Pig Museum: One of Stuttgart’s most unique museums, and located inside the former administration building of the city’s main slaughterhouse, the Pig Museum is home to 25 themed rooms and more than 50,000 pig-related exhibits from around the world. An onsite restaurant and biergarten naturally offers a mix of pork dishes, as well as other Swabian delights.
Tram Museum (Strassenbahnwelt): Explore more than 150 years’ worth of local transportation history at the Tram Museum in Bad Cannstatt (a converted depot) amidst dozens of trams from different periods of history, some of which can be entered or viewed from underneath. Among the souvenirs for sale at the front desk are socks in the style of the Stuttgart U-Bahn seat pattern. On Sundays, a historic tram operates between the TV tower (Ruhbank Fernsehturm stop) and the Tram Museum. Ticket prices and schedules are found at the museum website.

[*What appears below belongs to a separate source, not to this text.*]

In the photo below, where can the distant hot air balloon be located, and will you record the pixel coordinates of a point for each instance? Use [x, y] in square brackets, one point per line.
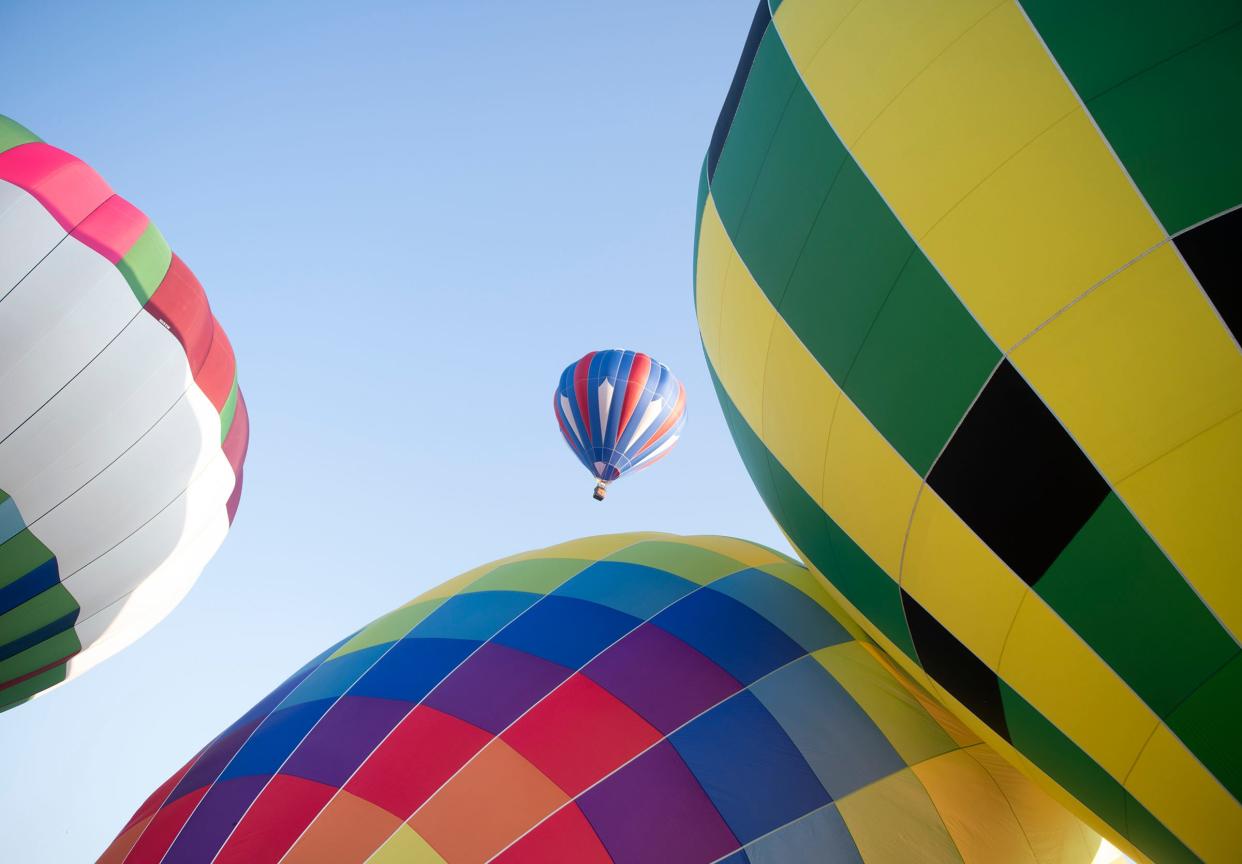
[619, 411]
[122, 428]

Weissenhof Museum in the Le Corbusier House: Anyone with an interest in architecture and design will enjoy a visit to this home designed by Le Corbusier, which enjoys UNESCO World Heritage status as one of his 17 most innovative works across the globe. The house itself is one of several surviving buildings of the Weissenhof Estate, created for a 1927 building exhibition with contributions from some of the most well-known architects and designers in history.